Wie ernst die Abstimmung genommen wird, zeigt zudem sowohl ein Brief ehemaliger DEA Mitarbeiter an Präsident Obama, die ihn auffordern, im Falle einer Zustimmung juristisch gegen den Staat Kalifornien vorzugehen, als auch ein Leitartikel von Gil Kerlikowske, Obamas Drogenzar. Er behauptet, die Konsequenzen einer Legalisierung seien kaum abzuschätzen, der Konsum und die sozialen Kosten würden aber fast sicher steigen. Aus Mexiko sind wiederum Stimmen zu hören, die sich von einer Legalisierung in Kalifornieren sowohl weniger Profite für die Drogenkartelle im eigenen Land als auch einen Schub in der mexikanischen Legalisierungsdebatte erhoffen.

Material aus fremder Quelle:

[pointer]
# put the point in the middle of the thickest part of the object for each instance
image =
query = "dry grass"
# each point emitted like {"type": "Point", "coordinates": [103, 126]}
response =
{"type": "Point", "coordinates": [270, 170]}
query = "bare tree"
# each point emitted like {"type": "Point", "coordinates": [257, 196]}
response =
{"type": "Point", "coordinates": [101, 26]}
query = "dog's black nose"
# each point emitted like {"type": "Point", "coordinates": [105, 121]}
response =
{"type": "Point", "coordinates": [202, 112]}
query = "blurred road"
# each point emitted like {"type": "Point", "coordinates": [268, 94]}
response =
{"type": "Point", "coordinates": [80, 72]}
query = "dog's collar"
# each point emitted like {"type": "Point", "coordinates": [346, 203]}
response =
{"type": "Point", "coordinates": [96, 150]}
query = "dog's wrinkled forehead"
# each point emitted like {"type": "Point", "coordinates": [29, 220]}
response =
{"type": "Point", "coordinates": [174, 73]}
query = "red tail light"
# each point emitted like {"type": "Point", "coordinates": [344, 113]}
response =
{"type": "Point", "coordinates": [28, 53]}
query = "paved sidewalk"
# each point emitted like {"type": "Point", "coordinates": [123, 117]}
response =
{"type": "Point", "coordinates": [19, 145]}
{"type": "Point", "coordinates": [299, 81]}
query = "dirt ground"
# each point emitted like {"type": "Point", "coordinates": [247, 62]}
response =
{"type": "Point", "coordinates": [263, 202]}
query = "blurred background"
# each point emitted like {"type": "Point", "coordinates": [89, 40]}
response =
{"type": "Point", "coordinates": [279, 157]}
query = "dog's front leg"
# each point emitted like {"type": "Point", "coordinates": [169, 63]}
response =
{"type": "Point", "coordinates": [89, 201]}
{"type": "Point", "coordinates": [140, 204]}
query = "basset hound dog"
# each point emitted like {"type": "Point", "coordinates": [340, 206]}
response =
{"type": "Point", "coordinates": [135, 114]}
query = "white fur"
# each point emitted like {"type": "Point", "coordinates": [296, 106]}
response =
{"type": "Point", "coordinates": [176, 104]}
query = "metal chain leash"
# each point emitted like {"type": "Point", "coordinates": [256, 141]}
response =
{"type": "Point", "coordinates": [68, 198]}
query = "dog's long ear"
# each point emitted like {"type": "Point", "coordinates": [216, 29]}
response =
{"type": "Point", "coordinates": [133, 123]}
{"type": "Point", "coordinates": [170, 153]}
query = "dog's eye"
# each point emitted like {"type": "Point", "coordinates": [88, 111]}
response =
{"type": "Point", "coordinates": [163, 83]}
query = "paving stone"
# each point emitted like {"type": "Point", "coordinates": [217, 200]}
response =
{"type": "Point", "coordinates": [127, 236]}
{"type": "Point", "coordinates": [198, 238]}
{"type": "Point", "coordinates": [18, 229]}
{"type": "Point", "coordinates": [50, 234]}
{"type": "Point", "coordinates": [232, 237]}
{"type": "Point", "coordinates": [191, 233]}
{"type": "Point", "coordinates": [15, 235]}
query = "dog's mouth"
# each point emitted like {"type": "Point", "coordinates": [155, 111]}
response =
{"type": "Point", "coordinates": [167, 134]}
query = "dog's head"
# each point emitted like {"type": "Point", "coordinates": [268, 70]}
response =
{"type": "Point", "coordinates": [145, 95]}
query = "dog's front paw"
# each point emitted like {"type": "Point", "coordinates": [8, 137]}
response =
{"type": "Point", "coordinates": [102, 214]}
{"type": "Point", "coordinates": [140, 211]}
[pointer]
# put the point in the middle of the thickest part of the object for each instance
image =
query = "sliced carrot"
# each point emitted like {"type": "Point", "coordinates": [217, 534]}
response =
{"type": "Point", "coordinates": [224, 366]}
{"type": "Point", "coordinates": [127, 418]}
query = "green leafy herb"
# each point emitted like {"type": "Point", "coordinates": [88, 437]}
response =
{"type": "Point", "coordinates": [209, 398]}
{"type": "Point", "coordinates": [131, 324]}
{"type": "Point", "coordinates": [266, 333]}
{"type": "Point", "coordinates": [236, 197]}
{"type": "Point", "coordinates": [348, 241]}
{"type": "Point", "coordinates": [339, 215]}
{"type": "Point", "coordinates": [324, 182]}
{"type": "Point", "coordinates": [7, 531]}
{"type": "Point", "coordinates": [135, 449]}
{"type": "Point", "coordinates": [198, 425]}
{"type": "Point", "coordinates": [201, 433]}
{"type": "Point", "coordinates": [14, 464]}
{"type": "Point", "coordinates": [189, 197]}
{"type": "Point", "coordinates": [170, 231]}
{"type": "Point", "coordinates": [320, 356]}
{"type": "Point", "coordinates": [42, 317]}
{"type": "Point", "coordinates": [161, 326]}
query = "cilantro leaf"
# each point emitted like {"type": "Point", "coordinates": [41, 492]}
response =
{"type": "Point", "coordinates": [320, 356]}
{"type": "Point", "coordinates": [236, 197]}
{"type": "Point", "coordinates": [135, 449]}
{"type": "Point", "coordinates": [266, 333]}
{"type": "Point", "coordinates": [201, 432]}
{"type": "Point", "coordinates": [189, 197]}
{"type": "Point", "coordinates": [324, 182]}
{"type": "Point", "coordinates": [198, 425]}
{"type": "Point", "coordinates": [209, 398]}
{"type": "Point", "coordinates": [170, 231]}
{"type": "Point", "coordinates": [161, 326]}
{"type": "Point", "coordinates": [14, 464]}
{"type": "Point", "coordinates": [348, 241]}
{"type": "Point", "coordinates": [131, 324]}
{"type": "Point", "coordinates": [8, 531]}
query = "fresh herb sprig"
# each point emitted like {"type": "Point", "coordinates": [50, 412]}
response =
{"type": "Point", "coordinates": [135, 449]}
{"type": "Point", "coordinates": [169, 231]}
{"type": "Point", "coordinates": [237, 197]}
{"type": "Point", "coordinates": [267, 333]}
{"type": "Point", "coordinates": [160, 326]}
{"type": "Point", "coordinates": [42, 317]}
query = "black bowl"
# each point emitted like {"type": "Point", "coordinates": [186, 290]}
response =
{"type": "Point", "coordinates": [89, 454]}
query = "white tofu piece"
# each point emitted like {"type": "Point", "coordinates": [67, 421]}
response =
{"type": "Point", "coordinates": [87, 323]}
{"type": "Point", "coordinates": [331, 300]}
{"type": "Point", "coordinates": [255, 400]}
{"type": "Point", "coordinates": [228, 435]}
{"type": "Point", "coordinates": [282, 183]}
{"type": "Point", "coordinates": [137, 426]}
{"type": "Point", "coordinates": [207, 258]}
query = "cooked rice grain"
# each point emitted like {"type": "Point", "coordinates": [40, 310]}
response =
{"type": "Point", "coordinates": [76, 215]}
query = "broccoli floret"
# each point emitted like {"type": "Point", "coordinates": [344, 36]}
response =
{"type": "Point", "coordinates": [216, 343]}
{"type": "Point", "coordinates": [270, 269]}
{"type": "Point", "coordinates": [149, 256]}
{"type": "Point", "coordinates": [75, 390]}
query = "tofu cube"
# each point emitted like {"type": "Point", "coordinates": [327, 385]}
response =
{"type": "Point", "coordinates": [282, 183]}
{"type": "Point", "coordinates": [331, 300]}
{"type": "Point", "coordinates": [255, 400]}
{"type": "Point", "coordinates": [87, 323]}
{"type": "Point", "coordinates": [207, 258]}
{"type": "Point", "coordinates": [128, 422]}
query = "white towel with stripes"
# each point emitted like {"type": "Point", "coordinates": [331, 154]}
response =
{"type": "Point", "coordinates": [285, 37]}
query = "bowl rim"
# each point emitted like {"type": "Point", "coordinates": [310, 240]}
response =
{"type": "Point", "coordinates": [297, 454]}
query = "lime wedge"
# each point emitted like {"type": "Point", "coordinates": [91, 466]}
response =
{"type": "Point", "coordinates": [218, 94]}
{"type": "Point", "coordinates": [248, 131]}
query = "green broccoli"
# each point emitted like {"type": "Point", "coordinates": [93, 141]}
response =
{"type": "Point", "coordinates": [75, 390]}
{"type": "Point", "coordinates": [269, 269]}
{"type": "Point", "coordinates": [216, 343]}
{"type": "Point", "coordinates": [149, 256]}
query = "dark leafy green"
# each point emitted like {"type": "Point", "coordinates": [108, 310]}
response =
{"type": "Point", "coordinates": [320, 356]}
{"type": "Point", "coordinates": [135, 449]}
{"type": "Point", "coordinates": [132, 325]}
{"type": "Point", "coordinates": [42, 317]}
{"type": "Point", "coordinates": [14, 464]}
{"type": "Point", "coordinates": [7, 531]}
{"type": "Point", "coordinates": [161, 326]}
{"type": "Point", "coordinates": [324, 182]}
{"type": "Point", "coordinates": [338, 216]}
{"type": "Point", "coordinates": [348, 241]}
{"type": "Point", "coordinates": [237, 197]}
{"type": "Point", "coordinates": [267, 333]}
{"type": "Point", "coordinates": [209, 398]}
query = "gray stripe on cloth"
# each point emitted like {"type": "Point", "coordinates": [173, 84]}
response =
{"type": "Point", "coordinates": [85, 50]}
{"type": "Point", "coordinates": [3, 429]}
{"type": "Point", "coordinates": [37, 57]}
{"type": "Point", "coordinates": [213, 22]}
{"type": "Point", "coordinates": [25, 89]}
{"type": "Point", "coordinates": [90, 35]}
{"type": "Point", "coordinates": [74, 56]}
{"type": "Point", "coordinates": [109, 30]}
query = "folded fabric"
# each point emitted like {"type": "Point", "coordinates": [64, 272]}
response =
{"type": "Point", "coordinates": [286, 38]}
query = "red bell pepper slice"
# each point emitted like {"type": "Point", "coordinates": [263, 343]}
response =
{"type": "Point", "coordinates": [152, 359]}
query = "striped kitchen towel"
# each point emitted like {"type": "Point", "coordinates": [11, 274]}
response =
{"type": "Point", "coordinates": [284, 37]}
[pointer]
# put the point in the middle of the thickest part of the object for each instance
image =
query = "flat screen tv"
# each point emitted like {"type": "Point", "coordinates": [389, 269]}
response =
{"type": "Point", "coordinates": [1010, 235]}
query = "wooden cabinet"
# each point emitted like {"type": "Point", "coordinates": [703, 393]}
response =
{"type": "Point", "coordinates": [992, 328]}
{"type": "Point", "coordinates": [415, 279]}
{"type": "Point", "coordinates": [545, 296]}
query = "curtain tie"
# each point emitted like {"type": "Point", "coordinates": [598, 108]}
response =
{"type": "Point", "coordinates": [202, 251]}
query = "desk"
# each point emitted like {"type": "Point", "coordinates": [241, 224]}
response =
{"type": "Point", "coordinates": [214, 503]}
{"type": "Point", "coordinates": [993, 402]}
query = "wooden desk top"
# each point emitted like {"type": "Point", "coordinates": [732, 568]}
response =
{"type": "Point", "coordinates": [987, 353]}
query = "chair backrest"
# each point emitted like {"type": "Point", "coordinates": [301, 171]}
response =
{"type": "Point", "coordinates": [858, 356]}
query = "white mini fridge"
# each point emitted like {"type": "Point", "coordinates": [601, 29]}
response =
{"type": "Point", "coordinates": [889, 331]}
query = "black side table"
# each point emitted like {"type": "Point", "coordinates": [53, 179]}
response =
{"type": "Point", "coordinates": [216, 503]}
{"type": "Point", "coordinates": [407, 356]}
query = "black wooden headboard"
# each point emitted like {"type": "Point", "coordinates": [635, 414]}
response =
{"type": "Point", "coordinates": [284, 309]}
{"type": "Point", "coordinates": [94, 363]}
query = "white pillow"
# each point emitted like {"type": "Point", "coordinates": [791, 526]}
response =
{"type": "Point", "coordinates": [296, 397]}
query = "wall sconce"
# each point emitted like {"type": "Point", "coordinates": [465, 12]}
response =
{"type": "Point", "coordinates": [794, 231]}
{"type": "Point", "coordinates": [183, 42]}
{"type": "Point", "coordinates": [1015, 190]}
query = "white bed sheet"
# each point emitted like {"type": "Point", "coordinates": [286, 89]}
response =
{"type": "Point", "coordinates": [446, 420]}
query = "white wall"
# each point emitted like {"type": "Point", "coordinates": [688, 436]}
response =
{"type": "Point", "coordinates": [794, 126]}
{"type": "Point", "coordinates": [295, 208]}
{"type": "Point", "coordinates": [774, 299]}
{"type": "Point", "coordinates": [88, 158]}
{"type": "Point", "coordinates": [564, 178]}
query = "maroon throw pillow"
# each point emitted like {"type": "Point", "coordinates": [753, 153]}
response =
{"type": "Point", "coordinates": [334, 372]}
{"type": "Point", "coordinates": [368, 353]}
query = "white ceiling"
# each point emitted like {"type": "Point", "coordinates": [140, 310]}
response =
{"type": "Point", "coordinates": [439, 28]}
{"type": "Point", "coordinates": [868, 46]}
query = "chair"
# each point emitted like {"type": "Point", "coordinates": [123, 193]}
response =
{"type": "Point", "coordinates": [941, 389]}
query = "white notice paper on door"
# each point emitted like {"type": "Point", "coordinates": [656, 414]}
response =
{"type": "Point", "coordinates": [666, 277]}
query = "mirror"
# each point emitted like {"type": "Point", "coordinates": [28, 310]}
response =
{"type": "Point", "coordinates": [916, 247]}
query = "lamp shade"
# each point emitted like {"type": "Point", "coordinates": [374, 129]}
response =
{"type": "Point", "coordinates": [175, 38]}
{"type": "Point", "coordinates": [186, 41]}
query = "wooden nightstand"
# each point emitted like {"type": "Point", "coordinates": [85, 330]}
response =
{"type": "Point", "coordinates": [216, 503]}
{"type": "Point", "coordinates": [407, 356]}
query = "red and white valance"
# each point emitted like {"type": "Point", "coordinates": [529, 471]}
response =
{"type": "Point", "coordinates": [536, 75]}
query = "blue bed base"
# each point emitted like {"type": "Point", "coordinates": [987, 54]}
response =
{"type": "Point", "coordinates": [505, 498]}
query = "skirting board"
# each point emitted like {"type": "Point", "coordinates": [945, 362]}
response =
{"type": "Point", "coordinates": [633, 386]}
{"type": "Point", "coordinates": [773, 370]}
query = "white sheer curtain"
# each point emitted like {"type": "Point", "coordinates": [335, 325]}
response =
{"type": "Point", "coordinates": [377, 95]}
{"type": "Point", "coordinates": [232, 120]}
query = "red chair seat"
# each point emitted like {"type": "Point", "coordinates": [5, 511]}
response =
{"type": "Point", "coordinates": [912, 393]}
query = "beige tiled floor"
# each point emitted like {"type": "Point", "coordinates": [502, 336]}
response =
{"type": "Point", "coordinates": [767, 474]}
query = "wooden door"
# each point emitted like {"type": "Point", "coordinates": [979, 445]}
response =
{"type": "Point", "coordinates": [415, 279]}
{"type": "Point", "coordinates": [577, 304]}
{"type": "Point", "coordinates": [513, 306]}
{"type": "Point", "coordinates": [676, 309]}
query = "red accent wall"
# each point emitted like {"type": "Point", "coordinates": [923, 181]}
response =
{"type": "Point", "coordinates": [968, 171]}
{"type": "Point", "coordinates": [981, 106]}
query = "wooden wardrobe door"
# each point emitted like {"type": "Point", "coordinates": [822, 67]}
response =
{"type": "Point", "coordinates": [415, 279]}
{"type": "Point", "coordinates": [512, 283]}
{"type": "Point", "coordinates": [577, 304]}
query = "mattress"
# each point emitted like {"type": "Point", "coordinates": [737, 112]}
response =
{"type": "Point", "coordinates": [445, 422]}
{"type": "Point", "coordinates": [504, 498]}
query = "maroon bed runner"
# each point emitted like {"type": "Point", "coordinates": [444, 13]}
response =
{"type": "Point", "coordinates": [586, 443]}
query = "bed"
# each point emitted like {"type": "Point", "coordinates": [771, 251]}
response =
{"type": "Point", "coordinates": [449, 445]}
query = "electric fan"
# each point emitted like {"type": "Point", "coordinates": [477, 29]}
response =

In Umfragen liegt die Proposition 19 knapp vorne. Ethan Nadelmann von der Drug Policy Alliance erklärte in einem Interview, dass es schwierig sei, Volksabstimmungen mit einem fast 50 / 50 Stand zu gewinnen. Falls die Abstimmung jedoch positiv entschieden würde, wäre dies seiner Ansicht nach ein historischen Durchbruch. Für die Proposition 19 macht sich inzwischen auch die Dienstleistungsgewerkschaft Service Employees International Union California stark, die größte und machtvollste Gewerkschaft in Kalifornien mit insgesamt 700.000 Mitgliedern. Die ebenfalls mächtigen Unterstützer für die Proposition 19 aus der Cannabis-als-Medizin-Industrie wie der Unternehmer Richard Lee, der inoffizielle Bürgermeister von Oaksterdam, dem Mekka des Cannabisanbaues, konnten sich dieser Tage auch über die erste kommerzielle Fernsehwerbung für medizinisches Cannabis freuen.